According to statistics from S3 Partners, speculators shorting Elon Musk’s electric vehicle manufacturer’s stock will be sitting on gains totaling $15 billion in 2022 after years of losing bets. Short sellers borrow shares and sell them to make money by repurchasing the stock at a lower price in the future.
Due to the increased interest-rate environment that has brought speculative equities back to reality, Tesla shares have plummeted 61% in 2022, including Tuesday’s 8.1% decline. Investors have also grown more anxious due to Mr. Musk’s acquisition of Twitter Inc.
The stock’s many critics, who watched in shock as it launched a monster run in early 2020 with little regard for fundamentals, have rejoiced at Tesla’s turnaround in fortunes.
On a split-adjusted basis, Tesla started the year trading around $30 and eventually reached its high price of $400 in November 2021. Its worth increased to more than $1.2 trillion, making it one of the largest companies in the United States by market value. A two-year low, $137.57, was the stock’s closing price on Wednesday.
According to Andrew Left, the founder of Citron Research and a well-known stock trader, being a bear on Tesla has not been an easy journey. It’s been a painful transaction, to put it mildly.
Naturally, a lot of Tesla bears left after a while. During the sharp increase in the price of the company’s shares, some were compelled to void their bets and end their positions at a loss. As a result, throughout 2020 and 2021, mark-to-market losses on the trade as a whole were a staggering $51 billion, according to S3.
One of the most frequently shorted American equities is Tesla. The numerous short sellers compelled to buy back shares to settle their loss positions contributed to the pandemic’s quick rise in share prices.
According to S3, low interest in Tesla reached a high of more than $51 billion in January 2021 but dropped to an average of $19.3 billion. Currently, 10% of the company’s free float is sold short on average, which is a decrease from the present level of 3%.
Mr. Left claims that after experiencing losses from a previous short position, he pledged never to trade Tesla again. But last summer, he claims he started to experience “FOMO,” or a fear of missing out, and he dove right back in. Mr. Left claimed he profitably liquidated his position on Thursday but believes the shares have room to fall even lower.
It’s still a pricey stock, he declared. “This is far from over. Things don’t go from expensive to reasonably priced, as most stock traders will attest to. Ordinarily, prices rise to decrease.
According to FactSet, Tesla shares are trading at 42.5 times their 12-month earnings, a significant discount from their peak multiple of 1,765 from January 2021. In contrast, the S&P 500 trades at 17.6 times earnings.
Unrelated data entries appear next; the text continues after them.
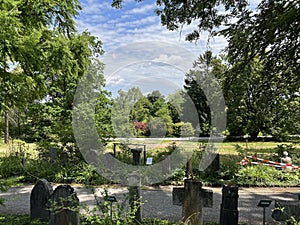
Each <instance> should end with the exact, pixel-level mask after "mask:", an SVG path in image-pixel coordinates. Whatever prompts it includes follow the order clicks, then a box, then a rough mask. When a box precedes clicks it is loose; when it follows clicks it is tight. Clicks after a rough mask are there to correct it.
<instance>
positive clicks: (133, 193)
mask: <svg viewBox="0 0 300 225" xmlns="http://www.w3.org/2000/svg"><path fill="white" fill-rule="evenodd" d="M128 183H129V187H128V191H129V205H130V208H131V210H132V211H133V212H134V220H135V223H136V224H141V222H142V208H141V178H140V177H139V176H136V175H132V176H129V177H128Z"/></svg>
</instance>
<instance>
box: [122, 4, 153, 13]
mask: <svg viewBox="0 0 300 225" xmlns="http://www.w3.org/2000/svg"><path fill="white" fill-rule="evenodd" d="M155 8H156V7H155V5H154V4H148V5H143V6H141V7H139V8H134V9H131V10H129V11H128V12H127V14H146V13H149V12H150V13H153V12H154V10H155Z"/></svg>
Some facts people previously chose not to pay attention to are now coming to their attention: competition, Saturation. But, unfortunately, people were sweeping many relevant factors under the rug, Mr. Left continued.
Late on Tuesday, Mr. Musk tweeted that he would leave his position as Twitter’s CEO as soon as he found a successor.
A request for comment from Tesla was not immediately complied with. However, in a recent tweet, Mr. Musk claimed that short sellers were “value destroyers” and that short sales should be prohibited.